Il bambino avrebbe dovuto essere capace di fare ciò che nessuno dei suoi precursori aveva potuto: doveva essere Il Santo, nato da un miracolo dello Spirito santo.
Giuseppe percepì che Maria stava per avere un figlio. Ma il figlio non era suo; lui non ne era il padre. Giuseppe e Maria non erano ancora sposati e Giuseppe non sapeva nulla di ciò che l’angelo le aveva detto. Non sapeva del miracolo che era avvenuto mediante il concepimento divino.
Giuseppe pensò che Maria si fosse disonorata ma non volle accusarla pubblicamente. Era un uomo che osservava i comandamenti del Signore. Perché non riusciva ad affrontare questa vergogna decise di rompere il fidanzamento in segreto e lasciare la città.

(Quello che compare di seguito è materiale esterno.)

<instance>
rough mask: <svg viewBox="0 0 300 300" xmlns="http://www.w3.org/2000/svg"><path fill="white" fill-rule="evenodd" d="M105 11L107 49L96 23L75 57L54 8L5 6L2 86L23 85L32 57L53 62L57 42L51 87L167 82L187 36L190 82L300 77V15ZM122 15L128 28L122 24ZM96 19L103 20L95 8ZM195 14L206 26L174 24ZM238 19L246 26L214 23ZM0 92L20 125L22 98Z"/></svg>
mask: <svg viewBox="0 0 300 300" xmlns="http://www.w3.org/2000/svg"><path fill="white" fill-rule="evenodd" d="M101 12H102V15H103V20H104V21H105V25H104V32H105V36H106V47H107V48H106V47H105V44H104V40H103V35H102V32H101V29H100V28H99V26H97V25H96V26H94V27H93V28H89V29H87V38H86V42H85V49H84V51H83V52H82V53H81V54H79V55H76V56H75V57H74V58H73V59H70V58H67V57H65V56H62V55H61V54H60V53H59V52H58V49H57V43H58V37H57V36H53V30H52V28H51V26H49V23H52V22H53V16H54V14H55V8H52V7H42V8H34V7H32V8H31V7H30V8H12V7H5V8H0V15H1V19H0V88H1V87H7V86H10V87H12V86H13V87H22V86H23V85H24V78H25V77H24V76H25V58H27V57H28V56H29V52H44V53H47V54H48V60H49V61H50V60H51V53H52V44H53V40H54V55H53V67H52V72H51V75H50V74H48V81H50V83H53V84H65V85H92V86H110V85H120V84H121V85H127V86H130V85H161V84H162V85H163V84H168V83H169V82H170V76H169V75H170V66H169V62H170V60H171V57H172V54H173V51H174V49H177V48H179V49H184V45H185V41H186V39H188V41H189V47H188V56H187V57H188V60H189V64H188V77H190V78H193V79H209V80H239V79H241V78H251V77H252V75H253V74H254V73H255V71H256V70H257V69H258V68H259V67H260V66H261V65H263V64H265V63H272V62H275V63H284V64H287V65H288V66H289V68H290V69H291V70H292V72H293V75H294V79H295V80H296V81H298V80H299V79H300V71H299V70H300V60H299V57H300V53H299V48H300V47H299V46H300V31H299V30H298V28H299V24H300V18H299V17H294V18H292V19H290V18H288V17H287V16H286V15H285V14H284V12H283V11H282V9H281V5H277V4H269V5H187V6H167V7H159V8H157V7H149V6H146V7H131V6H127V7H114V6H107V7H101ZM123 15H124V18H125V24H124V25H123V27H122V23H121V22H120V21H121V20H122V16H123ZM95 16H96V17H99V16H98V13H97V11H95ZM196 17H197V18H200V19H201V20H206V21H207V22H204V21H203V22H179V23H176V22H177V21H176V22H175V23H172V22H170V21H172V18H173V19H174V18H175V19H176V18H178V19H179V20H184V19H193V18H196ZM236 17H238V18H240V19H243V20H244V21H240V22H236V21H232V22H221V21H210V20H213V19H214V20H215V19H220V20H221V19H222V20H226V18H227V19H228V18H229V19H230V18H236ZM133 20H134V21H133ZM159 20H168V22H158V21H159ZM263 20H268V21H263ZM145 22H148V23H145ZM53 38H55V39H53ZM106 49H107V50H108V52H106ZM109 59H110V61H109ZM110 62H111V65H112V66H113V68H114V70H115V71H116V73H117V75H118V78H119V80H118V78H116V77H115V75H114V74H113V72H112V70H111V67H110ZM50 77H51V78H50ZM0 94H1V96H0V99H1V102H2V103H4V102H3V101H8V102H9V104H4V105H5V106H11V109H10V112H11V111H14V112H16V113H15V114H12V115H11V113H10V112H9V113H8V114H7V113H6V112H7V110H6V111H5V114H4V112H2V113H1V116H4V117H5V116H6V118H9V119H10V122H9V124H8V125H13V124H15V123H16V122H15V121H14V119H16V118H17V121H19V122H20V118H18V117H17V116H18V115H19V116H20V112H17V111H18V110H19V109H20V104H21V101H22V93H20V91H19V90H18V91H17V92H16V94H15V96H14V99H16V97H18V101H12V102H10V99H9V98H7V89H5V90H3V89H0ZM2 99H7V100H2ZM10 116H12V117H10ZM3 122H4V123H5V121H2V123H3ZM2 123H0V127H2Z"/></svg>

Maria deve aver indovinato qualcosa di ciò che passava per la testa di Giuseppe. Ma anche allora non osò confidargli il segreto. Era troppo prodigioso e troppo incredibile. Come deve aver pregato il Signore per aiuto e illuminazione, specialmente per Giuseppe! E il Signore rispose alle sue preghiere.
Un comando divino. Un angelo del Signore apparve a Giuseppe in sogno dopo che era già apparso a Maria per preannunciare la nascita di suo figlio. Il Signore stava cominciando di nuovo a parlare al suo popolo. Era rimasto in silenzio per secoli. Ora che il Redentore stava per nascere, cominciò a parlare di nuovo. L’angelo rivelò a Giuseppe il segreto che il bambino era stato concepito da un miracolo dello Spirito santo. L’angelo inoltre comandò a Giuseppe di non temere di prendere Maria come sposa. La gravidanza di Maria non era un’infamia ma un miracolo. E una volta che il bimbo fosse nato, Giuseppe doveva accettarlo come suo.
Giuseppe chiamò il bambino Gesù, che significa salvatore o redentore. Gesù, disse l’angelo, avrebbe salvato il suo popolo dai loro peccati. Li avrebbe raccolti da tutte le nazioni e avrebbe espiato i loro peccati, con ciò liberandoli perché servissero il Signore. Il nome, e la spiegazione dell’angelo di ciò che significava, rese chiaro a Giuseppe che si trattava di un miracolo. Il Redentore stava per nascere, come dono di Dio, in modo misterioso.
Eppure Giuseppe deve essere rimasto sconcertato al comando dell’angelo. Avrebbe dovuto accettare il figlio come suo. Avrebbe dovuto prendere Maria, insieme al figlio non ancora nato, in casa sua, malgrado il fatto che non era lui il padre. Sarebbe stato capace di accettare il figlio come suo con tutto il suo cuore? Se solo fosse riuscito a vedere il bambino come un dono di Dio, il dono più grande in tutta la sua vita! Se solo Giuseppe fosse riuscito a riconoscere il bambino come un dono alla casa di Davide, alla quale egli stesso apparteneva, e anche per il popolo d’Israele e alla fine per il mondo intero, allora lo avrebbe accettato con gioia.
Noi dobbiamo accettare il dono nello stesso spirito. Il Redentore doveva nascere da un miracolo. Non poteva nascere come ogni altro essere umano perché ciò lo avrebbe reso depravato quanto noi. Il fatto che sia dovuto nascere in questo modo implica una condanna di tutta la nostra vita di peccato. Eppure quello è il modo in cui lo dobbiamo ricevere, perché solo in quanto Il Santo può redimere la nostra vita e riconciliarci con Dio. Anche il mondo dovrà riceverlo in questo modo.
L’obbedienza di fede. Giuseppe obbedì la parola dell’angelo che gli aveva portato il messaggio di Dio. Prese Maria in casa sua, dopodiché il bambino nacque. Lo accettò come suo proprio e gli mise nome Gesù. Fece così per fede nella parola dell’angelo.
Immaginatevi Giuseppe col suo bambino in braccio. Per lui il bambino fu il tesoro più grande della sua vita — più caro di qualsiasi altra cosa. Fu tale beatitudine ricevere il bambino nella sua casa e riconoscerlo come il Redentore! Giuseppe, insieme a Maria, ebbe il privilegio di essere il primo a riconoscerlo.
Questo è il modo in cui Gesù fu introdotto nel mondo da Dio e donato all’umanità. Noi dobbiamo fare come Giuseppe: prendere il bambino nelle nostre braccia, riconoscerlo in fede come il Redentore, e chiamarlo Gesù. Egli è anche il nostro Redentore.